Okay. And then just a financial question. Maybe I'm confused a little bit on the timing here. Obviously, you know more about the state of your business development deals than we do. But I'm just wondering why you wouldn't be more -- wouldn't cut costs pre-emptively or more aggressively prior to, you know, making any of these partnership deals? And what your definition - you mentioned your lean and mean, is that what you are now, or what you will be? Because certainly your R&D expense, you don't look too lean and mean on an operational perspective. Can you just give a little more clarity on that, please?

Number one, I hope we know more about our partnering. But, look, I think lean and mean means to me not - having 10 people isn't necessary leaner than having 100 people. It is what you get done with those 10 people or that 100 people. It is output per head.

So we are having a number of discussions with pharma companies. Now, some have of them have clearly indicated that they would prefer that we carry the development of the compounds further, and they would cover the costs. So we're not in a position, nor would we would want to eliminate a lot of heads and be unable to carry the development of those compounds further. That makes no sense. So - and it doesn't matter from - in terms of cash usage. It actually is preferable for us to do the development and get paid to do it, rather than just off-loading it to a pharma company. So we're very - we're pretty far along in these discussions, we are going to know within a reasonably short period of time here how these things are sorting out, and we'll take the appropriate steps at that time.

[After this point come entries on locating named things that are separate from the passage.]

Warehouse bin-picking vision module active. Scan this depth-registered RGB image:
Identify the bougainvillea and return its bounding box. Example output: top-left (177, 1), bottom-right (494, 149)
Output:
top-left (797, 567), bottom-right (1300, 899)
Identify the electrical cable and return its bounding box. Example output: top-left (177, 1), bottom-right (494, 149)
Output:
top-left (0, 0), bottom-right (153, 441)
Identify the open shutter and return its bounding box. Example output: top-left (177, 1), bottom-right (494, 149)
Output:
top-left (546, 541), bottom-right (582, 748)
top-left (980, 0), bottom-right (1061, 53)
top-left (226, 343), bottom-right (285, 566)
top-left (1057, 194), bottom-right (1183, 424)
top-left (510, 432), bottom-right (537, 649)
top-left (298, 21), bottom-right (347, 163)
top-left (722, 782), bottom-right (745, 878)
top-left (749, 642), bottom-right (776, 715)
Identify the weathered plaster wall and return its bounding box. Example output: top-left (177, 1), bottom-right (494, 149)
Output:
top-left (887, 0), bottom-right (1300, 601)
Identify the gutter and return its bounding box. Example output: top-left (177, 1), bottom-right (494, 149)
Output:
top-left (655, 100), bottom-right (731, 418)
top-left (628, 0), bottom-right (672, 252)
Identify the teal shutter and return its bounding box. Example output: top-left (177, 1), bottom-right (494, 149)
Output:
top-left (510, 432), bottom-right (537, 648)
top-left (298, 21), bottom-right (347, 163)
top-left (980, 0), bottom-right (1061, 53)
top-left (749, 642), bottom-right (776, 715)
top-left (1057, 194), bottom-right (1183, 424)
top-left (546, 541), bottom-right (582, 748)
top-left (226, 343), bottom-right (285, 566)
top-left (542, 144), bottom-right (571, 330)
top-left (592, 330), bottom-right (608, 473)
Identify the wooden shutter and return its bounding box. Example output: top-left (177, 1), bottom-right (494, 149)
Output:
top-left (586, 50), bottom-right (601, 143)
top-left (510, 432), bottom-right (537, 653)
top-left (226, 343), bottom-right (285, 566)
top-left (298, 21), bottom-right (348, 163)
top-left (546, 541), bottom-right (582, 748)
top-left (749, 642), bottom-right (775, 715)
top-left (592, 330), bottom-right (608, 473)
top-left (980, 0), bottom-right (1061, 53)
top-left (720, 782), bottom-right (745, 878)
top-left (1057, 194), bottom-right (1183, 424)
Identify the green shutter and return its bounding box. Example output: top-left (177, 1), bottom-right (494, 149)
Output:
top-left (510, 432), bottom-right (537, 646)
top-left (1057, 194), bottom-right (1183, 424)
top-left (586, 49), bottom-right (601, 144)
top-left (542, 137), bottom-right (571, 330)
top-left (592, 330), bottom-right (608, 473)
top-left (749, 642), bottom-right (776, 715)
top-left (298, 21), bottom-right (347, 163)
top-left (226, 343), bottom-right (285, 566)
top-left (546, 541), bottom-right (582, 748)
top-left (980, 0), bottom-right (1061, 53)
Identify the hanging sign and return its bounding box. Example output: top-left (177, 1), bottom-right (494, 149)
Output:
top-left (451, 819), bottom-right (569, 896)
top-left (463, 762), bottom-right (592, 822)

Now that being said, there are a group of people in a number of positions that can -- can and will be reduced regardless of how the partnering sorts itself out, because we have to bring our total costs down. That we will do before we sign a partnership. So we'll do some of it now, immediately, and we will have further reductions potentially once the partnerships become clear.

Okay. That helps. Thank you.

And you have no further questions at this time.

Okay. If there are no more questions, let me thank everybody for their attention today and we'll all get back to work. We have plenty to do. Thanks, everybody.

Thank you for your participation in today's conference. This concludes the presentation. You may now disconnect. Good day.